Thinking Anew – Learning from success and failure

AuthorGordon Linney
Published date18 March 2023
Publication titleIrish Times: Web Edition Articles (Dublin, Ireland)
I imagine I will not be alone in hoping to be on the winning side again for todays' rugby match between Ireland and England. We cannot, however, always be winners, something the author Neville Ward was aware of when he wrote: "Failure is as much a part of life as success and by no means something in front of which one sits down and howls as though it is a scandal and a shame."

Tomorrow's reading from First Samuel tells how David came to be leader of his people. He would go on to capture Jerusalem circa 1,000 BC – an event that has consequences to this day. But the reading also records the failure of Saul, his predecessor, first king of Israel and described as "a man of personal courage … generous to his foes." The day David won, Saul was the loser.

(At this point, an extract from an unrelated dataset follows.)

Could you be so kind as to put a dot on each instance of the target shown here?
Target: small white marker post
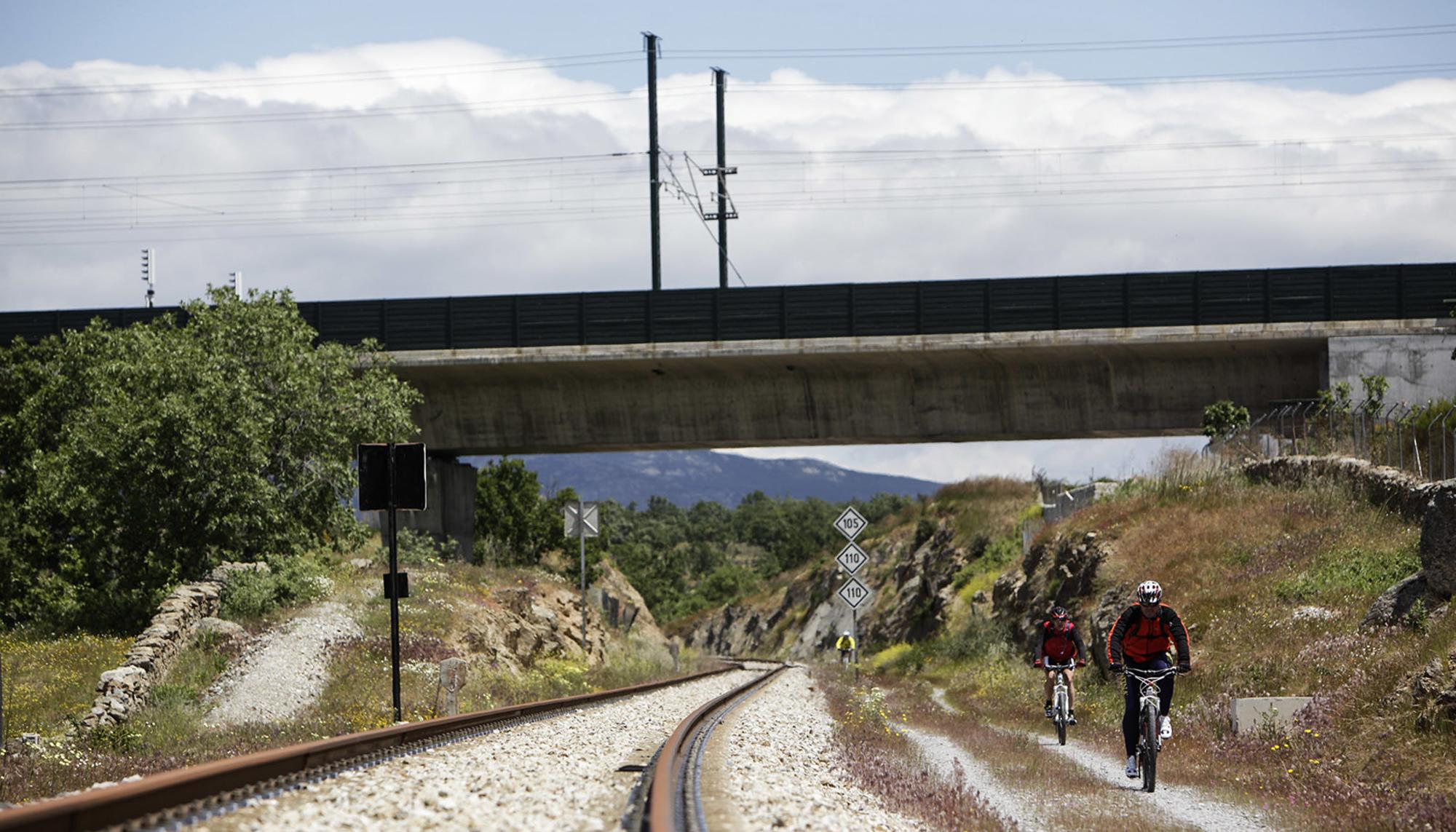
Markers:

The gospel reading introduces another loser, a blind man, living in poverty and depending on charity to survive. His disability is judged to be the result of sin and therefore grounds for exclusion according to those who thought they knew better. (Mother and Baby Homes come to mind.) This poor man, disabled from birth, is doomed to be a loser, until he meets Jesus.

This is not just a story about one man's blindness but rather about society and what it chooses to see and not see. Some scholars say that the Greek translated "a man born blind" could also mean "humanity, blind from birth". The people judging the man did not see him even though they regularly passed by him. This is an unsettling message for anyone travelling the streets of our towns and cities, streets that are home to so many "losers", unwanted and therefore unseen. Jesus left us in no doubt as to where he stood: "For I was hungry, and you...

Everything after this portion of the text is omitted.